Этель обхватила кружку ладонями, грея пальцы.
— Очень скоро Агидель нашла меня. Она забрала с моей руки браслет и сказала, что теперь я буду стареть за себя и за лисицу, у которой отняла жизнь.
Она сделала осторожный глоток. Вино было невкусным, но горячим, и это было приятно.
— Мне осталось недолго. Тетка не так давно оставила этот мир. Арману всего десять, он не может жить один. Пожалуйста, позаботься о нем.
Подло было спрашивать, но Март все же спросил:
— Это действительно мой сын?
— Когда увидишь его, ты убедишься, — улыбнулась она.
— Допустим, я заберу мальчика. А как же ты?
— Вернусь в теткин дом. Все будет хорошо. Слуги обо мне позаботятся.
— Тебя проводить?
— Не нужно. У меня еще достаточно сил.
— Где Арман?
— Думаю, он уже собрался. Сейчас пришлю его к тебе.
Этель сделала еще глоток вина. Потом решилась и коснулась пальцев собеседника. Он не отдернул руку.
— Прощай, Март, — сказала она.
— Прощай, Этель.
Она поднялась и ушла, стройная, как веточка. Седая, как луна. Он на мгновение вспомнил ее прежнюю, залитую жаркими лучами солнца. Беззаботную юную девушку.

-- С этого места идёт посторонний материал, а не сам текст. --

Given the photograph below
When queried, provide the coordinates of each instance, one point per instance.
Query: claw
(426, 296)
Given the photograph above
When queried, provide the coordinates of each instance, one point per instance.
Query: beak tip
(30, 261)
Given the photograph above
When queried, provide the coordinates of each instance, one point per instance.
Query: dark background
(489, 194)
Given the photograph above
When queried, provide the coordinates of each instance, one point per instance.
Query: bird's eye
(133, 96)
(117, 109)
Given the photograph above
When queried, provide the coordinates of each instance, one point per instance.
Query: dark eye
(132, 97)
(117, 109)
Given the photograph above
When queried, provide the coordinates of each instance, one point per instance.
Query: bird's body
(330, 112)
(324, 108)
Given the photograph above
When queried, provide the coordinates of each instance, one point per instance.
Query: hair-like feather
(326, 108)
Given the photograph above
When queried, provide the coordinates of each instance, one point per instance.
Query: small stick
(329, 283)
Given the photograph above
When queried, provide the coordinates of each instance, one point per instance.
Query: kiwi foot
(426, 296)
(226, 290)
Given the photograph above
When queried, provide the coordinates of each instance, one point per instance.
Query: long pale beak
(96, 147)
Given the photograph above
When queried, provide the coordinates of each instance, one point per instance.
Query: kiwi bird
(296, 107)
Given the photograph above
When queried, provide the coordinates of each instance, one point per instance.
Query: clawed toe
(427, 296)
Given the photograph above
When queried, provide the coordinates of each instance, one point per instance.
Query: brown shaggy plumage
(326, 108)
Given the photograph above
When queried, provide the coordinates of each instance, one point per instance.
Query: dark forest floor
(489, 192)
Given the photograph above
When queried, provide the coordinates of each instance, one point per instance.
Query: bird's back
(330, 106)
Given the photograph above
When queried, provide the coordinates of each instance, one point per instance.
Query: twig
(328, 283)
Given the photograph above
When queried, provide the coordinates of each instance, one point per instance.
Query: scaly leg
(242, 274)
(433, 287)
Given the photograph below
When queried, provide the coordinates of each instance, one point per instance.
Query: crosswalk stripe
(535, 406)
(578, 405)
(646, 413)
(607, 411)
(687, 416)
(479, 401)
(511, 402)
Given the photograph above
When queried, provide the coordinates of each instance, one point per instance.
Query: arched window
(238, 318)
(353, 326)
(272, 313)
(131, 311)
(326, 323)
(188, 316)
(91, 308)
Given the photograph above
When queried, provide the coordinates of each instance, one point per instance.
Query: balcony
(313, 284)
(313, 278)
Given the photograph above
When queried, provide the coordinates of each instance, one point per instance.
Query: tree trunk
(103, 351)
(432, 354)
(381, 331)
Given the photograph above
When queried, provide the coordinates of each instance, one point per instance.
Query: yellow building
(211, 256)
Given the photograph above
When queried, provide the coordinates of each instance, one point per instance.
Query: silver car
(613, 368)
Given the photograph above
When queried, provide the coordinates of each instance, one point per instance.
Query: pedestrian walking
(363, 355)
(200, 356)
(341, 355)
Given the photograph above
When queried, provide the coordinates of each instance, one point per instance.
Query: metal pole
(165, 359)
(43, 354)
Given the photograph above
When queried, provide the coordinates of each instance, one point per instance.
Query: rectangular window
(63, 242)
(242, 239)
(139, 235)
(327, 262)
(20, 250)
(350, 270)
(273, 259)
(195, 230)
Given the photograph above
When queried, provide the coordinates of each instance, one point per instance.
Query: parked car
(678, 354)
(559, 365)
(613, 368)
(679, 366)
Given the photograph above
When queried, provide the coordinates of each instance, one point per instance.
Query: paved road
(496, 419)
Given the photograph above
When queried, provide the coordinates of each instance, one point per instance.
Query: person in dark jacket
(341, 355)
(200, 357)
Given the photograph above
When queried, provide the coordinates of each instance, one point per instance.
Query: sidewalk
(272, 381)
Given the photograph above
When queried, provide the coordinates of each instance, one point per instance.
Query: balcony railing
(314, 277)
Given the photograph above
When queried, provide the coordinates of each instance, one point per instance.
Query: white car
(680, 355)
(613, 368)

Господи, ну какой еще, к черту, сын?
***
Март наблюдал, как седлают его коня. Ветерок, серый в яблоках жеребец, высокий и сильный, норовил прихватить зубами конюха за одежду. Тот лениво отмахивался. — Папа?
Март даже не понял, что обращаются к нему.
— Мы поедем на этом коне?
Он обернулся.
За спиной стоял мальчик, держа в руках дорожную сумку. И да, судя по всему, это действительно был его сын — не так много попадается людей с темно-пепельным цветом волос. На самом деле Март таких вообще ни у кого не видел. Кроме как у своего отражения в зеркале.
Мальчика пришлось посадить в седло перед собой. Разумеется, ни о каком галопе не могло быть и речи, Март уже смирился с тем, что придется ночевать под открытым небом. Ничего страшного. Ночи сейчас теплые. И волки ребенка не утащат. Хотя, возможно, хорошо, если бы утащили. Март представил лицо своей жены, когда он заявится домой с неизвестно откуда взявшимся сыном.
И, кстати, что дальше?
Признать Армана своим законным наследником? Тогда он становится первым в очереди, оттеснив остальных детей, рожденных в законном браке. Это не устроит никого, и особенно самого Марта.
Возможен вариант официального бастарда. То есть сын, но без права наследования.
Или лучше отдать его монахам на обучение. Даже если Арман не особо продвинется на церковном поприще, хотя бы до аббата дослужится. А свой аббат в семье никогда не помешает.